Table 3 shows socio-economic characteristics of the men in the intervention and control groups. The intervention group were men from waves 1, 2 and 3 after one year of intervention and the control group were men in waves 2, 3 and 4 at baseline (pre-intervention). Men in the intervention group were slightly older, with a lower proportion aged 30 years or less, and more of them had some formal education and a better income occupation. About a third of the men in the intervention group were from urban communities, compared with half of the men in the control group.

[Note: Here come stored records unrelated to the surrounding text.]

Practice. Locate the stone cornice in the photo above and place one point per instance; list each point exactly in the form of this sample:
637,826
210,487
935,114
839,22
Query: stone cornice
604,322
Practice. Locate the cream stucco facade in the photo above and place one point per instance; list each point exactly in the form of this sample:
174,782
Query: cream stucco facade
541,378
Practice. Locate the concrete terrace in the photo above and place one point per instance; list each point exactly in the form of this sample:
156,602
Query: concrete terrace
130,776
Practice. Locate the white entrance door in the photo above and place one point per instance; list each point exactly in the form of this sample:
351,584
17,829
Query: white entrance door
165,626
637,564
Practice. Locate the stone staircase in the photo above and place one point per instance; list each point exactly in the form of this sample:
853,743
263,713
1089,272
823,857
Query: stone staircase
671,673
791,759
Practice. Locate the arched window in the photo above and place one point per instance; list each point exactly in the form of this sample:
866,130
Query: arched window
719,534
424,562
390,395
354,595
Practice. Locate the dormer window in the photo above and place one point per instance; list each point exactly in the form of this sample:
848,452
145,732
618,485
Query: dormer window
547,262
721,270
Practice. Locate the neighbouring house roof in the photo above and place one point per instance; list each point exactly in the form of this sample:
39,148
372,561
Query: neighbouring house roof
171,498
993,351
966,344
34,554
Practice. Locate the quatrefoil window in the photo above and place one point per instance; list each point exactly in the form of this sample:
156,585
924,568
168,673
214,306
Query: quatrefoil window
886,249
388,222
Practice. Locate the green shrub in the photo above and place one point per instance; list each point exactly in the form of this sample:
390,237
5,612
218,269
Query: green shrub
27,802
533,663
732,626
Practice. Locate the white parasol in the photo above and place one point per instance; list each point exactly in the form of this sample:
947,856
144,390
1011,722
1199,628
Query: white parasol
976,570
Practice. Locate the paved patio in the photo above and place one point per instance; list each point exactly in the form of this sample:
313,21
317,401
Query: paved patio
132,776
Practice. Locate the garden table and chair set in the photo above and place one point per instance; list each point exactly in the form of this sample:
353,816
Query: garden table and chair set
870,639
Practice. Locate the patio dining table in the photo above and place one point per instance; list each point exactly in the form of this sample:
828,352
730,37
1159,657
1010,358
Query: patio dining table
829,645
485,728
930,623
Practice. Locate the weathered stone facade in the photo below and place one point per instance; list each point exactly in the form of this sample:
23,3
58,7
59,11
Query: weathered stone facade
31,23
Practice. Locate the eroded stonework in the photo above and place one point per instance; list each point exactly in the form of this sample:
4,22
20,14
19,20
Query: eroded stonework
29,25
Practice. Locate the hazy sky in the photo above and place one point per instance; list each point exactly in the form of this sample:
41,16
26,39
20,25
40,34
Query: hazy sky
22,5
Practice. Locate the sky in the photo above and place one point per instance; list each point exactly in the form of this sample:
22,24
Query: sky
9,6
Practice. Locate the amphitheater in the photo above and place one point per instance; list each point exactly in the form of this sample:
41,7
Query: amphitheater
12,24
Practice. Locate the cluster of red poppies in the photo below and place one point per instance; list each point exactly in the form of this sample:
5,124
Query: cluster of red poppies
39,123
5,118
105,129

Table 3.  Socio-economic characteristics of men included in the analysis

OR – odds ratio; 95% CI – 95% confidence interval

Outcomes and estimation of impact

Table 4 shows knowledge and attitudes of men related to maternal and child health outcomes, with the results of the cluster t test. Men in the intervention group had better knowledge about danger signs during pregnancy and childbirth than men in the control group. This was mainly apparent for knowing more than one danger sign, with significantly higher proportions of men in the intervention group knowing three or more danger signs in pregnancy and childbirth. In both the intervention and control groups, nearly all men said that women should reduce heavy work at some point during pregnancy. The proportion who thought women should reduce heavy work before the third trimester of pregnancy was significantly higher in the intervention group. Significantly higher proportions in the intervention group said they had discussed pregnancy and childbirth with their spouses or had discussed these issues with them often.

Table 4.  Knowledge and attitudes related to maternal and child health among 6931 men in the intervention group and 9434 men in the control group*

RRR – relative risk reduction (1-RR (relative risk)), RD – risk difference, NNT – number needed to treat (1/RD), 95% CIca – cluster-adjusted 95% confidence interval, ICC – intra-cluster correlation

*Bold font indicates the contrast is significant at the 5% level

Some 11% more men in the intervention group mentioned poor hygiene around the household as a cause of childhood diarrhoea, but this difference was not statistically significant in the cluster t test. Beliefs about management of childhood diarrhoea were significantly better in the intervention group than in the control group: 30% more thought that children with diarrhoea should be given extra fluids and continued feeding and 21% more said they would not give a child medicine to stop diarrhoea. The perception of childhood immunization being worthwhile was nearly universal in both intervention and control groups, and nearly all in both groups said they had discussed childhood immunization with their family or spouse.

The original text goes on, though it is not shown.